Parshas Va’era

Do You Have Five Minutes? It Could change Your Life!

“And Moshe spoke thus to Bnei Yisroel, but they did not listen to Moshe because of shortness of breath and hard work”. (Shmos 6:9)

Rabbi Avraham Pam zt”l gave his son a watch as a bar mitzvah present. He wanted to teach his son the value of time, that time is life!

Someone once asked the Chasam Sofer the secret to his success in Torah. “I became a talmid chacham in five minutes,” the Chasam Sofer said. “Really?” asked the man. “All those five minutes that go to waste in the course of one’s lifetime – I made sure to maximize the use of them. That is why I say I became a talmid chacham in five minutes. Five minutes here and five minutes there.” (Achim.org)

Moshe returned to Egypt to rescue the Jews from bondage. Hashem told Moshe to tell the Jews that the servitude would end, and they would eventually go to the Land of Israel. The Jews were unable to pay proper attention to Moshe’s message “because of shortness of breath and hard work”. The Vilna Gaon says that the Jews were so busy with a combination of hard work and incessant work that they could not properly hear Moshe’s message of hope and freedom.

The Sefer Talelei Oros, compiled by Rabbi Yissachar Dov Rubin, quotes Rabbi Yitzchak of Volozhin who has a different explanation of the pasuk. After Moshe spoke to the Jews, Hashem told him to speak to Pharaoh. Moshe responded that he had a speech impediment. The Jews did not listen to him, even though he was speaking for their benefit, telling them news of their freedom. Certainly, Pharaoh, their slave-owner, would not listen to him.  Rabbi Yitzchak of Volozhin questions Moshe’s argument. The Torah explained previously that the Jews did not listen to Moshe because they were overburdened with work. That reasoning did not apply to Pharaoh. Why did Moshe assume that Pharaoh would not listen to him?

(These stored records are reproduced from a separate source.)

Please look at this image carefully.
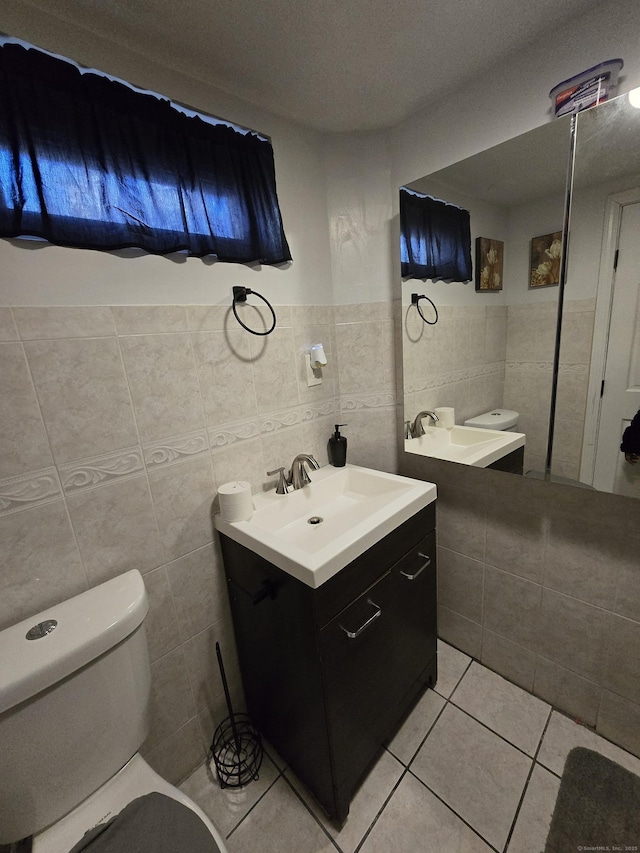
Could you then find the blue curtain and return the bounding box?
[400,187,472,281]
[0,43,291,264]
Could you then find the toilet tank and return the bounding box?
[0,570,150,844]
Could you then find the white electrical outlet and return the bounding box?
[304,352,322,388]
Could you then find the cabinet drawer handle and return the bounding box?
[340,598,382,640]
[400,552,431,581]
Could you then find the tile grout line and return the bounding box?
[504,707,553,850]
[407,769,502,853]
[225,759,284,841]
[353,756,409,853]
[282,767,344,853]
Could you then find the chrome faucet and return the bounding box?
[288,453,320,489]
[409,410,438,438]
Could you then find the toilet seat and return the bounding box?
[32,753,227,853]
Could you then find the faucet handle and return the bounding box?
[267,468,291,495]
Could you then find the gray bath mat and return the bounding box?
[544,747,640,853]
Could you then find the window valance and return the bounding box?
[400,187,472,281]
[0,43,291,264]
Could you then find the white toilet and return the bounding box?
[464,409,520,432]
[0,570,226,853]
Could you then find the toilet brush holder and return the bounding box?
[209,643,263,788]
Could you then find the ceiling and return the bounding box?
[11,0,600,132]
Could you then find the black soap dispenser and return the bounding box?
[327,424,347,468]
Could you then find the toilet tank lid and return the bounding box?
[0,569,149,714]
[464,409,520,429]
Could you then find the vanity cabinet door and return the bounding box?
[320,534,436,787]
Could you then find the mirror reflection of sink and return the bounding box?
[215,465,436,587]
[404,426,526,468]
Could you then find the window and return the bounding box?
[0,43,291,264]
[400,187,471,281]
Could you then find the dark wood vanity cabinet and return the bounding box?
[220,504,437,824]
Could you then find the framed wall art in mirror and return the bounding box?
[475,237,504,290]
[402,117,570,476]
[402,88,640,497]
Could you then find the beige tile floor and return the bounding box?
[180,642,640,853]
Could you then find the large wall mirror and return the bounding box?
[402,89,640,497]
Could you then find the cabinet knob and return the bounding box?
[340,598,382,640]
[400,552,431,581]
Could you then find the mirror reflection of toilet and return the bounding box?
[0,570,226,853]
[464,409,520,432]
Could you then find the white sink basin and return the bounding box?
[215,465,436,588]
[404,426,526,468]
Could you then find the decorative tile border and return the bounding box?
[506,361,553,373]
[300,400,336,423]
[207,420,260,450]
[58,447,144,495]
[0,468,62,516]
[143,430,209,471]
[340,391,397,412]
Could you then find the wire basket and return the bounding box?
[211,714,263,788]
[209,643,263,788]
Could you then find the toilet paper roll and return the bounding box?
[218,480,253,522]
[433,406,456,429]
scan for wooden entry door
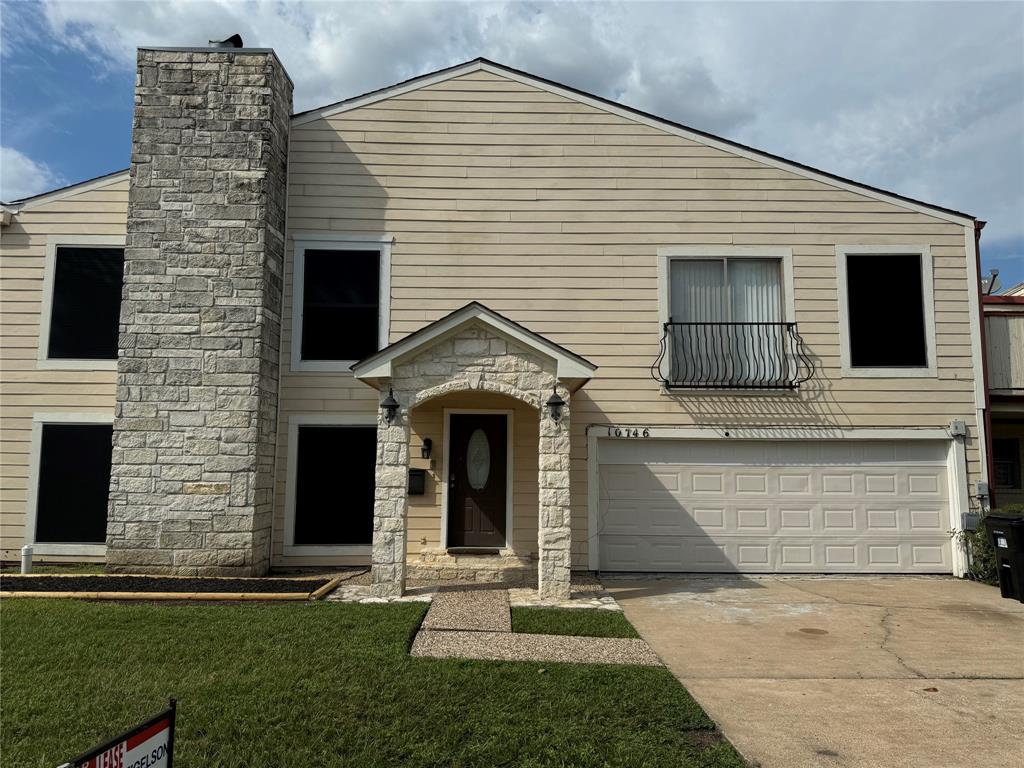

Rabbi Yitzchak of Volozhin answers this with a parable:

A man visited a prisoner in his jail cell. The man had a very bad stutter and spoke very slowly. The prisoner listened to him half-heartedly. When the prisoner realized that his visitor was speaking about how to secure his release from prison, he started listening to his visitor very carefully, even though it was difficult for him. Had the visitor gone to the warden to discuss the possibility of releasing the prisoner, the warden would not have had the patience to listen to him.

With this parable we can understand the pasuk. The Jews did not listen to Moshe because of their “shortness of breath and hard work”. Their bondage was so severe that they were unable to listen to the speech-impeded Moshe. Moshe told Hashem that if the Jews found it too difficult to listen to him speaking, even though it was for their benefit, then certainly Pharaoh would not have the patience to listen to him.

Pharaoh’s strategy worked. The Jews were so overburdened with work that they were unable to listen to news about their freedom. This is the same strategy that the yetzer hara, evil inclination, uses with us. The Mesilas Yesharim, The Path of the Just, by Rabbi Moshe Chaim Luzatto, says that this is one of the yetzer hara’s strongest tricks. He distracts us and busies us with mundane matters. We get so involved in the unimportant aspects of life that we do not stop to think. We don’t think, what is the purpose of life, why did Hashem create us, what have we accomplished of significance, and how much time is left in our lives to accomplish what is important and eternally precious. If we would take the few minutes to think, the yetzer hara realizes that we will probably make meaningful changes in our path in life and use our time more wisely.